There is no need to approximate the integral by Riemann sums in order to determine the expectation and variance of the integral $X:=\int_0^T W_s^2 \, ds$. Note that this integral is a "standard" Riemann integral, i.e. for each point $\omega \in \Omega$ the integral
$$X(\omega) = \int_0^T W_s(\omega)^2 \, ds$$
is defined as a Riemann integral. Everything is well-defined since $s \mapsto W_s^2(\omega)$ is continuous, hence Riemann-integrable.
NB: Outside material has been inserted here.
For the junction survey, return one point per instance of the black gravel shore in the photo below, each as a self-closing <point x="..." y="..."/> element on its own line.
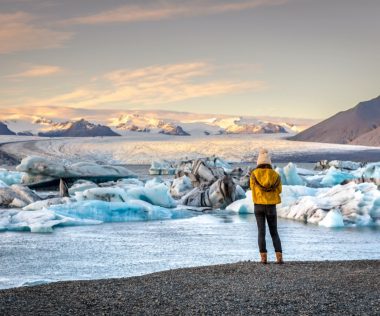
<point x="247" y="288"/>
An application of Fubini's theorem shows
$$\mathbb{E}(X) = \mathbb{E} \left( \int_0^T W_s^2 \, ds \right) = \int_0^T \mathbb{E}(W_s^2) \, ds.$$
Since $W_s$ is Gaussian with mean $0$ and variance $s$, we have $\mathbb{E}(W_s^2) = s$. Consequently, $$\mathbb{E}(X)=T^2/2$$
Calculating the variance is slightly more complicated. Recall that
$$\text{var}(X) = \mathbb{E}(X^2) - (\mathbb{E}(X))^2 \tag{1}$$
and, since we already know $\mathbb{E}(X)$, it suffices to calculate $\mathbb{E}(X^2)$. To this end, note that
$$X^2 = \left( \int_0^T W_s^2 \, ds \right) \left( \int_0^T W_t^2 \, dt \right) = \int_0^T \int_0^T W_s^2 W_t^2 \, ds \, dt.$$
Applying Fubini's theorem another time, we get
$$\mathbb{E}(X^2) = \int_0^T \int_0^T \mathbb{E}(W_s^2 W_t^2) \, ds \, dt = 2 \int_0^T \int_0^t \mathbb{E}(W_s^2 W_t^2) \, ds \, dt. \tag{2}$$
Using that $W_t^2-t$ is a martingale, it is not difficult to see that
$$\mathbb{E}(W_s^2 W_t^2) = st +2s^2 \qquad \text{for all} \, \, s \leq t.$$
Plugging this into $(2)$ yields $\mathbb{E}(X^2)$, and hence, by $(1)$, the variance of $X$.